4. Sans être tenue d'accomplir les recherches visées par les première et cinquième branches, qui ne lui étaient pas demandées, elle a retenu que la SAFER n'avait pas préempté la parcelle que souhaitait acquérir la société Yad marine pour la lui rétrocéder ensuite et que le seul rétrocessionnaire possible s'avérait être la société Celtostrea, dont la SAFER avait faussement retenu, dans sa motivation, qu'elle était spécialisée en production ostréicole.

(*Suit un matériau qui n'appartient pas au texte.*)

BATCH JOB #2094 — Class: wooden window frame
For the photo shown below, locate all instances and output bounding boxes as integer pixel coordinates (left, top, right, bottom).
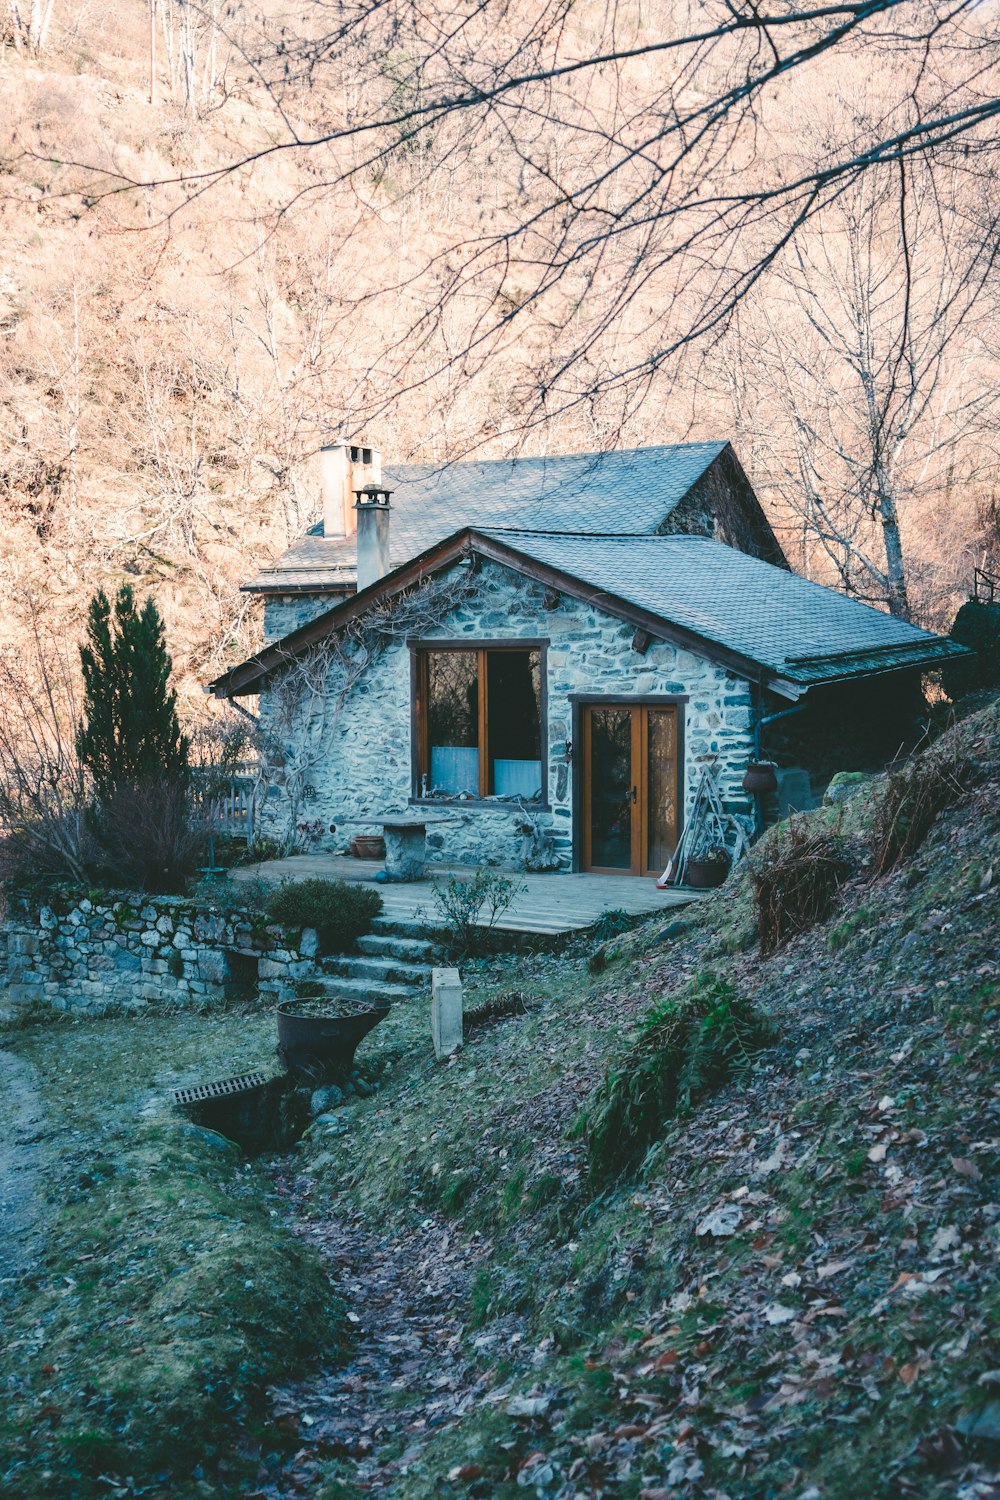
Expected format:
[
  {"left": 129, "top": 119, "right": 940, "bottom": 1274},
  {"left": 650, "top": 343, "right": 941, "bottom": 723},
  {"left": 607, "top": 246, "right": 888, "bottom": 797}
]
[
  {"left": 570, "top": 694, "right": 687, "bottom": 874},
  {"left": 409, "top": 639, "right": 549, "bottom": 808}
]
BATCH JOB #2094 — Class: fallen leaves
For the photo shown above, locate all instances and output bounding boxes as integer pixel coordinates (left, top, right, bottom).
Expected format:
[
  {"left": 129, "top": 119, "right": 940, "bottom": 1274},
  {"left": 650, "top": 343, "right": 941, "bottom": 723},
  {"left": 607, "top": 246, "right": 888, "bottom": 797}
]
[{"left": 696, "top": 1203, "right": 743, "bottom": 1237}]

5. Elle a pu déduire, de ces seuls motifs, que la motivation développée par la SAFER n'était pas réelle et ne visait qu'à dissimuler la perspective de privilégier un exploitant au détriment d'un autre, et a ainsi légalement justifié sa décision.
PAR CES MOTIFS, la Cour :
REJETTE le pourvoi ;
Condamne la Société d'aménagement foncier et d'établissement rural de Bretagne aux dépens ;
En application de l'article 700 du code de procédure civile, rejette la demande formée par la Société d'aménagement foncier et d'établissement rural de Bretagne et la condamne à payer à la société Yad marine la somme de 3 000 euros ;
Ainsi fait et jugé par la Cour de cassation, troisième chambre civile, et prononcé par le président en son audience publique du sept septembre deux mille vingt-trois.